Note that \(|\textbf{E}|\) denotes the number of edges (nonzero relations) in the graph, \(p\) the number of nodes (columns), and \(n\) the number of observations (rows). Further each can be understood as a penalty term added to negative 2 times the log-likelihood, that is,

\(-2 l_n(\hat{\boldsymbol{\Theta}}) = -2 \Big[\frac{n}{2} \textrm{log} \textrm{det} \hat{\boldsymbol{\Theta}} - \textrm{tr}(\hat{\textbf{S}}\hat{\boldsymbol{\Theta}})\Big]\)

where \(\hat{\boldsymbol{\Theta}}\) is the estimated precision matrix (e.g., for a given \(\lambda\) and \(\gamma\)) and \(\hat{\textbf{S}}\) is the sample-based covariance matrix.

Note

initial

initial not only affects performance (to some degree) but also computational speed. In high dimensions (defined here as p > n), or when p approaches n, the precision matrix can become quite unstable. As a result, with initial = NULL, the algorithm can take a very (very) long time. If this occurs, provide a matrix for initial (e.g., using lw). Alternatively, the penalty can be changed to penalty = "lasso", if desired.

The R package glassoFast is under the hood of ggmncv (Sustik and Calderhead 2012) , which is much faster than glasso when there are many nodes.

References

Dicker L, Huang B, Lin X (2013). “Variable selection and estimation with the seamless-L 0 penalty.” Statistica Sinica, 929--962.
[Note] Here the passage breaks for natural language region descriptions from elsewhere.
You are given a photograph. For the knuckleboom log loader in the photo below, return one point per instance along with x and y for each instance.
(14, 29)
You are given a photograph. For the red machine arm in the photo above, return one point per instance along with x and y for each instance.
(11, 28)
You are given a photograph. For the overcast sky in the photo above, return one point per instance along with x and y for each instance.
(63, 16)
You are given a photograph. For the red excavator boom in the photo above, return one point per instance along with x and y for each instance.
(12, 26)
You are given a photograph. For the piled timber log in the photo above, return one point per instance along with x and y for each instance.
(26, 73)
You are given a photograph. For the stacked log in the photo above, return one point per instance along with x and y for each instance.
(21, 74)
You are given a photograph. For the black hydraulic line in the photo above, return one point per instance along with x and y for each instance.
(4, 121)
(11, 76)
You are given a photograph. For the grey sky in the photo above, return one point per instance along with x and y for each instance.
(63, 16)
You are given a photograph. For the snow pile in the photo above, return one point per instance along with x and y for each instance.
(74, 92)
Fan J, Feng Y, Wu Y (2009). “Network exploration via the adaptive LASSO and SCAD penalties.” The annals of applied statistics, 3(2), 521.
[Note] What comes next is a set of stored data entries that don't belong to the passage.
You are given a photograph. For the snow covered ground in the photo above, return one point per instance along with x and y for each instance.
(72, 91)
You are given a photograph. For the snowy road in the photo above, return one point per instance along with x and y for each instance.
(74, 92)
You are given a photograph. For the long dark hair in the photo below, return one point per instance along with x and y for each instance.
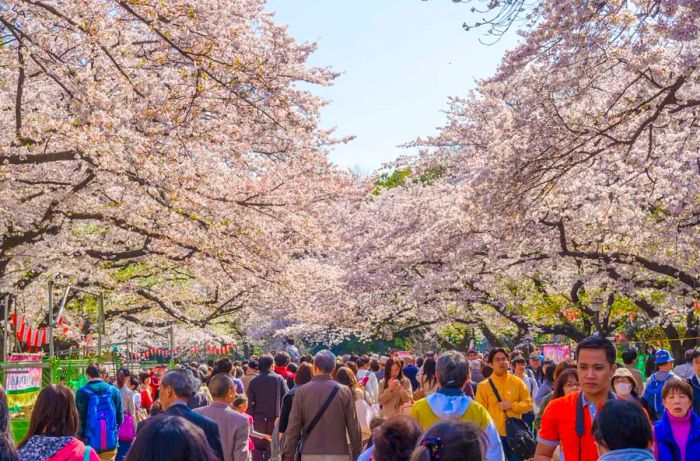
(429, 367)
(387, 371)
(452, 441)
(54, 413)
(7, 448)
(396, 438)
(170, 438)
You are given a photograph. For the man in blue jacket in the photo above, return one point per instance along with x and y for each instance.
(695, 380)
(176, 387)
(104, 414)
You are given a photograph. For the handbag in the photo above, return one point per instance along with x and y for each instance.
(305, 433)
(518, 435)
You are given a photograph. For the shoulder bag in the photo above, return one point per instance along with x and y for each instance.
(305, 433)
(518, 435)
Fan J, Li R (2001). “Variable selection via nonconcave penalized likelihood and its oracle properties.” Journal of the American statistical Association, 96(456), 1348--1360.

Foygel R, Drton M (2010). “Extended Bayesian Information Criteria for Gaussian Graphical Models.” Advances in Neural Information Processing Systems, 604--612. 1011.6640.

Kim Y, Kwon S, Choi H (2012). “Consistent model selection criteria on high dimensions.” The Journal of Machine Learning Research, 13, 1037--1057.

Lv J, Fan Y (2009). “A unified approach to model selection and sparse recovery using regularized least squares.” The Annals of Statistics, 37(6A), 3498--3528.

Mazumder R, Friedman JH, Hastie T (2011). “Sparsenet: Coordinate descent with nonconvex penalties.” Journal of the American Statistical Association, 106(495), 1125--1138.

Sustik MA, Calderhead B (2012). “GLASSOFAST: An efficient GLASSO implementation.” UTCS Technical Report TR-12-29 2012.

Tibshirani R (1996). “Regression shrinkage and selection via the lasso.” Journal of the Royal Statistical Society: Series B (Methodological), 58(1), 267--288.

Wang Y, Fan Q, Zhu L (2018). “Variable selection and estimation using a continuous approximation to the L0 penalty.” Annals of the Institute of Statistical Mathematics, 70(1), 191--214.

Wang Y, Zhu L (2016). “Variable selection and parameter estimation with the Atan regularization method.” Journal of Probability and Statistics.

Williams DR (2020). “Beyond Lasso: A Survey of Nonconvex Regularization in Gaussian Graphical Models.” PsyArXiv.

Zhang C (2010). “Nearly unbiased variable selection under minimax concave penalty.” The Annals of statistics, 38(2), 894--942.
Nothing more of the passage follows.